Faut-il un rapport sexuel pour être désigné comme le père d’un enfant ? Il n’y a jamais de mention de rapport sexuel entre Abram et Saraï. Simplement celle-ci est qualifiée d’« épouse d’Abram ». Au  contraire, pour la naissance d'Ismaël, il est précisé qu'Abram est « allé vers » Agar au verset 16, 4. La distinction entre "le fils selon la chair", Ismaël, et "le fils selon l'esprit", Isaac, sera commentée au chapitre 4 de l’Épître aux Galates, qui précise au verset 28 que les futurs Chrétiens sont du côté d’Isaac : « Or vous, mes frères, à la manière d'Isaac, vous êtes enfants de la promesse ». Regardons-cela de plus près.
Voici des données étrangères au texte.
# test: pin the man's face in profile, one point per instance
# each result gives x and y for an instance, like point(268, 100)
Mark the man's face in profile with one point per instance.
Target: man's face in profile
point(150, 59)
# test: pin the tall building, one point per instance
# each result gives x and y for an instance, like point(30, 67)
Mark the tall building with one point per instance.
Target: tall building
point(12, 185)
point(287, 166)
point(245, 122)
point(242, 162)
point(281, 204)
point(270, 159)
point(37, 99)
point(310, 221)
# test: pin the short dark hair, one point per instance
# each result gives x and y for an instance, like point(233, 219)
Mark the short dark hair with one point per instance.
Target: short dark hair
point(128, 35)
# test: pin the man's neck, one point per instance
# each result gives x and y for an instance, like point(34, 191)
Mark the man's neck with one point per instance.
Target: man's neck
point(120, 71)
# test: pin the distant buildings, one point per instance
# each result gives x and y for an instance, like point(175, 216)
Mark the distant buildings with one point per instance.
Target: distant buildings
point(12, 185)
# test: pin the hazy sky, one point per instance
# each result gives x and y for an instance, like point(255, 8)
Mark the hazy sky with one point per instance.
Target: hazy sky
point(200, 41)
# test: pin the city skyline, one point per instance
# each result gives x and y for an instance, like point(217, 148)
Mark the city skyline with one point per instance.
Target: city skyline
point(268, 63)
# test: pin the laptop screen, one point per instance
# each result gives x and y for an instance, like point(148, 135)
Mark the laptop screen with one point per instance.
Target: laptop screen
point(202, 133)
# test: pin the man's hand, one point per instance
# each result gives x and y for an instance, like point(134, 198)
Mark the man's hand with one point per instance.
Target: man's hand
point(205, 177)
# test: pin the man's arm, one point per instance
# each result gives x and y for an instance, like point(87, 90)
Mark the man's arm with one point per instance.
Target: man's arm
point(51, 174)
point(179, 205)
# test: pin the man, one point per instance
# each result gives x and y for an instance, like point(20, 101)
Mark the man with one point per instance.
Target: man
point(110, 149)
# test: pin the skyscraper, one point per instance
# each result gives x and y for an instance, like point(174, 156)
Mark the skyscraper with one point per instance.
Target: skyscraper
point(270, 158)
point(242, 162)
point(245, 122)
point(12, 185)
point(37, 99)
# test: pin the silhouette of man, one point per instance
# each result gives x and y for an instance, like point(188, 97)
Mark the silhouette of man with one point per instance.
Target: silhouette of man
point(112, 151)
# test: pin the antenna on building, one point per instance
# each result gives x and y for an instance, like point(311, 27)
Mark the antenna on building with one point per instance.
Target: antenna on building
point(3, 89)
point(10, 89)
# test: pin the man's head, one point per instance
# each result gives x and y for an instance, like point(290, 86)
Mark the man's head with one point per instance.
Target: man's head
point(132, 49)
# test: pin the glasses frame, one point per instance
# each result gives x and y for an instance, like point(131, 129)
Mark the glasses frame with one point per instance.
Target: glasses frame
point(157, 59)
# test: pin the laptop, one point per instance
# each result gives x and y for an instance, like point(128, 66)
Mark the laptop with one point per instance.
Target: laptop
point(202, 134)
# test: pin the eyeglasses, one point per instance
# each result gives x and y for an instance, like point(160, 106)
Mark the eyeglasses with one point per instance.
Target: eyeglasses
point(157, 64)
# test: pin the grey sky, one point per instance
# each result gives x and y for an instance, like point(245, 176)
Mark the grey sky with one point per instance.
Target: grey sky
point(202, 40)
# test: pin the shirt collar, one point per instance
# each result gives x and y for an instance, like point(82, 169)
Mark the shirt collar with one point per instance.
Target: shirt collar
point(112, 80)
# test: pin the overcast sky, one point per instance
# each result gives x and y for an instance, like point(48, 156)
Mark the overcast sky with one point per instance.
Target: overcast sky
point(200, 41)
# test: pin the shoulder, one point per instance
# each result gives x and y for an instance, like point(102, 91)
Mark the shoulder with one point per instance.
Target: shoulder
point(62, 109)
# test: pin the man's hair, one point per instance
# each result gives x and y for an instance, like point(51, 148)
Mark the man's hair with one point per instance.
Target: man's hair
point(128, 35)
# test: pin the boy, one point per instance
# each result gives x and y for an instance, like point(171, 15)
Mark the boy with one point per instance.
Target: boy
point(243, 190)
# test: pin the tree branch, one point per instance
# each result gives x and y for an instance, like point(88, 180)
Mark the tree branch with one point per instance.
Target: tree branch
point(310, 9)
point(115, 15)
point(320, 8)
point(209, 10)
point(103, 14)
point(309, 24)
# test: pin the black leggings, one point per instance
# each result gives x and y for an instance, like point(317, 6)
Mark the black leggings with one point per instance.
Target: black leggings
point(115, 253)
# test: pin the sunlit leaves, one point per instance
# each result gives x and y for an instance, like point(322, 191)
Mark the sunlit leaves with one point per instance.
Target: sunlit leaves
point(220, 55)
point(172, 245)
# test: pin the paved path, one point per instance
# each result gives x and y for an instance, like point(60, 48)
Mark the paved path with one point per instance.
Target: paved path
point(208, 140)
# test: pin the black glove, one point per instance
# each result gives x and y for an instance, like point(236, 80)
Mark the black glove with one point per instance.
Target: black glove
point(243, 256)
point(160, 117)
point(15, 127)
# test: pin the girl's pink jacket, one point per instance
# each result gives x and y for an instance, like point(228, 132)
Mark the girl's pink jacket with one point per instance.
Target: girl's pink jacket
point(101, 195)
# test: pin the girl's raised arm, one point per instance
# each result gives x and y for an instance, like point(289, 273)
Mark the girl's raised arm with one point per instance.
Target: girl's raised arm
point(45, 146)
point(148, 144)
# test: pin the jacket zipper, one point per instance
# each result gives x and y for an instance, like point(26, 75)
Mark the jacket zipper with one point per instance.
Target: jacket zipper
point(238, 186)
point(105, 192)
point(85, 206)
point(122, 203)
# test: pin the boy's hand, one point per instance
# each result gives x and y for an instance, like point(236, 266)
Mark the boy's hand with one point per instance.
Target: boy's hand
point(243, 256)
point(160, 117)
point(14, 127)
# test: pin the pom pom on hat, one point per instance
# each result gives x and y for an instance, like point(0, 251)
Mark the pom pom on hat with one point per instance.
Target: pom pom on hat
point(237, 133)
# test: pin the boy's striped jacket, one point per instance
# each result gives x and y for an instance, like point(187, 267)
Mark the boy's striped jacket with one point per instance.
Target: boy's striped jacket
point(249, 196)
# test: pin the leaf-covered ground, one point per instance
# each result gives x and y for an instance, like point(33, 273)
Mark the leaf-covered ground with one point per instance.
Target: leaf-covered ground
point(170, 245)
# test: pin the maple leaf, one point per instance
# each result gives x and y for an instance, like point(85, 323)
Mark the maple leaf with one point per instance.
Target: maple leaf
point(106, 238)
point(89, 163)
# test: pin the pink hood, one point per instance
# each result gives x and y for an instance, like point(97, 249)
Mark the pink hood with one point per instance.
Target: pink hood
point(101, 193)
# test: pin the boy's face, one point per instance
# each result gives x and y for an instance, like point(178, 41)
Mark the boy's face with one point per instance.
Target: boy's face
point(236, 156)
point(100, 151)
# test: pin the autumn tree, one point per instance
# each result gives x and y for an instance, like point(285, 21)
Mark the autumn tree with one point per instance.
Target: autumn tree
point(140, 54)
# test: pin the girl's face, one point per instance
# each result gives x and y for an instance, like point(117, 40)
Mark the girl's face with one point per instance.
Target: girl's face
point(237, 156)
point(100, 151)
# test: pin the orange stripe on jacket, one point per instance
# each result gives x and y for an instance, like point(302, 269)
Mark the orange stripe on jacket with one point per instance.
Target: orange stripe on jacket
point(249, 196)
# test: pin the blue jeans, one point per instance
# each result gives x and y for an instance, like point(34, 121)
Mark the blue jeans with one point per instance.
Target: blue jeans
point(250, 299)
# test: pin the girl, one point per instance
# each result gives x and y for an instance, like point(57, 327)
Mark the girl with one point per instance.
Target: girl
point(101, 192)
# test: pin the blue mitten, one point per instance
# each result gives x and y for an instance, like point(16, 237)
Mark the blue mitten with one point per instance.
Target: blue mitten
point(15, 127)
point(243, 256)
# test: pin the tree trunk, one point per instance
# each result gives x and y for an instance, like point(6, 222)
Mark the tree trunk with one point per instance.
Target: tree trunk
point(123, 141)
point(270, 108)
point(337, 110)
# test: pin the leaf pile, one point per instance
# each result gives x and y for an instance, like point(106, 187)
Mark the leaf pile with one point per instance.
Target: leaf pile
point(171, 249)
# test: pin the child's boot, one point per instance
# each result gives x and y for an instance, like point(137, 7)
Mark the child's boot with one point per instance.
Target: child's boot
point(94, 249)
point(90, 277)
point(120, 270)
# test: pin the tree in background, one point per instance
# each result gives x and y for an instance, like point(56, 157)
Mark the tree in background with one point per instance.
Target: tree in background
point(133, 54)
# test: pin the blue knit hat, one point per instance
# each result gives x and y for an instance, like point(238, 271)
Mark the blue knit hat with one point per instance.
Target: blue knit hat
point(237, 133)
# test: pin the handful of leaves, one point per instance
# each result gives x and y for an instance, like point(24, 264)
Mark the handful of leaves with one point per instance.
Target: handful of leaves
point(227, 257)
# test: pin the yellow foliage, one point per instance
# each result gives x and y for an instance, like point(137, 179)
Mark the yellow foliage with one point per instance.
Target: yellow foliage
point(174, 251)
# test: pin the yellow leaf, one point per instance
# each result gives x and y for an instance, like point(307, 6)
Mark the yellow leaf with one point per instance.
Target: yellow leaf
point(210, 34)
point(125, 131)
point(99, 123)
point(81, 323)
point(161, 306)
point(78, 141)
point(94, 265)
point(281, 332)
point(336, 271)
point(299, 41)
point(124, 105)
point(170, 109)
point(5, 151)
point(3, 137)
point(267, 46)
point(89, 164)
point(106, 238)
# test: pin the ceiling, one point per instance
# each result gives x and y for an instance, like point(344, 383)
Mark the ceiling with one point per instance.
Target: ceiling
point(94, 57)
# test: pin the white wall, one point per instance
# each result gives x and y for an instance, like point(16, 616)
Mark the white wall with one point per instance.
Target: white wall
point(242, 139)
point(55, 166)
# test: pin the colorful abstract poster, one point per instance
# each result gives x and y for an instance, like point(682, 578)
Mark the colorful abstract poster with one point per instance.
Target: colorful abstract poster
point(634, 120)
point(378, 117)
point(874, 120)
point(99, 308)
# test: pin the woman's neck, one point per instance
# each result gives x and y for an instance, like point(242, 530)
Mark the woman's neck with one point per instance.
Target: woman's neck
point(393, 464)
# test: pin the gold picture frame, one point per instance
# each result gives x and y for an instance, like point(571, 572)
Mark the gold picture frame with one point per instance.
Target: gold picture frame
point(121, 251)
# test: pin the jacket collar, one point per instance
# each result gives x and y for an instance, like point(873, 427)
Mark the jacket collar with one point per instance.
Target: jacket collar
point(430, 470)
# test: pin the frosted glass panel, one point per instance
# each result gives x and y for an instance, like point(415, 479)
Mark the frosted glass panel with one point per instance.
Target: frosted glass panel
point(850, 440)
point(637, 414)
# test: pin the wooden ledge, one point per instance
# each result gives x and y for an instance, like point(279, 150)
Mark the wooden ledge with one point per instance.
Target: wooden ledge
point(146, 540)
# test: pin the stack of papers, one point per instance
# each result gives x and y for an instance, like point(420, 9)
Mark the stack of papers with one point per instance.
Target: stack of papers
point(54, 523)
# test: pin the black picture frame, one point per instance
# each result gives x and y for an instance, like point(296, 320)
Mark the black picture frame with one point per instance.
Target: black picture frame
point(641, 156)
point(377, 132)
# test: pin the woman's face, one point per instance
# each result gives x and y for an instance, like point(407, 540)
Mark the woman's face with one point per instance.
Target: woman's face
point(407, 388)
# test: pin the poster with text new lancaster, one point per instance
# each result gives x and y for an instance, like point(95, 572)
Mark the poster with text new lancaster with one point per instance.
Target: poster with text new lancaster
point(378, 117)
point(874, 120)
A la fin du chapitre 16 de la Genèse, Ismaël naît de la servante Agar. 13 ans plus tard, au chapitre 17, versets 4 à 6, Abraham a 99 ans, et Elohym lui propose une alliance :  « sois le père d'une foule (HMWN) de nations (GWYM). On ne t'appellera plus ABRM, A.B.R.M., mais ton nom sera ABRHM A.B.R.H.M., car je te fais père d'une foule (HM est la fin du mot Abraham et le début du mot Hamon) de nations (GWYM). Je te fructifierai beaucoup, beaucoup, tu engendreras des nations, des rois sortiront de toi ». Les Goyim ne sont pas les non-juifs, ce sont les nations. Israël lui-même sera plusieurs fois qualifié de goy, de nation. Le Goy est doté d’une nationalité, d’un passeport, on peut lui vendre, lui acheter, lui faire crédit. C’est le contraire du Guer, GR, le migrant sans-papier, susceptible à l’inverse d’être intégré au peuple juif.
 
Abraham joue le jeu : il accepte le signe de l’alliance d’Abraham, à savoir la circoncision au huitième jour, instituée au verset 12. Au verset 15, Elohym lui annonce alors que Saraï, S.R.Y, sa femme, devient Sarah ; S.R.H. Le Yod, marque l’appartenance, comme on parle à un enfant ou à l’être aimé : « mon petit, mon poussin, ma chérie ». Le Hé marque l’autonomie de la femme enceinte, qu’on peut vouvoyer et appeler par son nom propre, « Sarah », tout court. Sarah, à 90 ans, passe ainsi de l’appellation de « demoiselle » à celle de « dame », en tombant enceinte. Premier rire d’Abraham, d’où le nom du fils annoncé, Its’haq, Isaac, « il rira » mais aussi « il fera rire ». C’est lui qui sera circoncis au huitième jour. A Ismaël, déjà procréé par les voies naturelles et circoncis à treize ans, il est aussi promis de « fructifier beaucoup, beaucoup » et d’être le père de douze princes, mais non de rois : il ne constituera qu’une seule « grande nation ». C’est à la descendance d’Isaac qu’est réservée l’Alliance.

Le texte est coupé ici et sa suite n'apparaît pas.